In this way, Force Majeure calls to mind Foucault’s writings on Bentham’s 18th-century panopticon that is a prison which is built in such a way that from one central point in the middle, a prison guard can see into each of the cells. Thus, inmates can be under constant observance while never knowing when they are and are not watched. As described by Foucault, Bentham predicts that in due time, the threat of constant surveillance leads inmates to correct their behaviour unconsciously. They internalise its mechanisms and eventually surveil themselves. Foucault uses Bentham’s model to think about the historical development of a disciplinary society. He proposes that the modern state and its institutions operate similarly to the panopticon. In a way, social and state surveillance become gradually more internal until people surveil and normalise themselves.

Returning to Force Majeure, the film features some parallels to Foucault’s thoughts. The film is less about surveillance but shows the powerful effect of deeply ingrained social expectations on individuals. Ebba seems to feel unable to abandon the notion of a family as father, mother and children. Even when confronted with Tomas not performing the role of husband and guardian, she focuses on her children and decides to restore their ‘old’ family dynamic.

On a different note, it seems surprising that Force Majeure features these notions and expectations of family and motherhood in the first place.
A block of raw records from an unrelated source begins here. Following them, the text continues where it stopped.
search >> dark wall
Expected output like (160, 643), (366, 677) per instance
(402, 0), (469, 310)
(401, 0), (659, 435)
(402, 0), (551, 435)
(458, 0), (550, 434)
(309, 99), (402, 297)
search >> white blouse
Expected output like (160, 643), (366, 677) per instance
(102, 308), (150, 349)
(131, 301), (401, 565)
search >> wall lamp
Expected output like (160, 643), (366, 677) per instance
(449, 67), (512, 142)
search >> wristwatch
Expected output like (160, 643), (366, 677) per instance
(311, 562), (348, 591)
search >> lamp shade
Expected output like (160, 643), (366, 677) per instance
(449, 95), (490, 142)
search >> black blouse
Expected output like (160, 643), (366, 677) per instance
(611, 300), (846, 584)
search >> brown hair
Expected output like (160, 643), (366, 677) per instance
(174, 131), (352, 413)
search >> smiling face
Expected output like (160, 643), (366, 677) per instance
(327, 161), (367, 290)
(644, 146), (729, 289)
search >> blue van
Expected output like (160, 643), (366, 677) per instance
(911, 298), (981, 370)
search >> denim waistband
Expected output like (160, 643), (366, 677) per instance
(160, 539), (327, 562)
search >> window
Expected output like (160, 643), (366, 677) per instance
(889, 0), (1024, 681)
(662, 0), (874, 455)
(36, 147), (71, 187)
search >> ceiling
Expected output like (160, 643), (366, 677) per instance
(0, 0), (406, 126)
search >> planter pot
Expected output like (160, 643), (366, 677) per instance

After all, it is a Swedish production. Sweden is generally considered to be one of the world’s forerunners concerning gender equality with laws encouraging both parents to stay at home with their newborn child. Yet, Force Majeure suggests that this does not necessarily change family dynamics – traditional notions of family and the ensuing ‘duties’ of mothers and fathers persists. In this way Force Majeure points to an interesting and concerning change in Swedish gender dynamics. As the research The Changing Face of Motherhood in Western Europe: Sweden (2012) suggests, traditional family values are currently resurfacing, especially once a couple gets children. Moreover, studies indicate the return of the housewife in Sweden. This trend is fuelled by the notion that staying at home entails having more time for children’s needs and thus being a ‘good’ mother. In a situation such as this, films like Force Majeure, or satire, in general, is all the more important. It shows aspects that one would rather not see, making them visible and watchable through humour.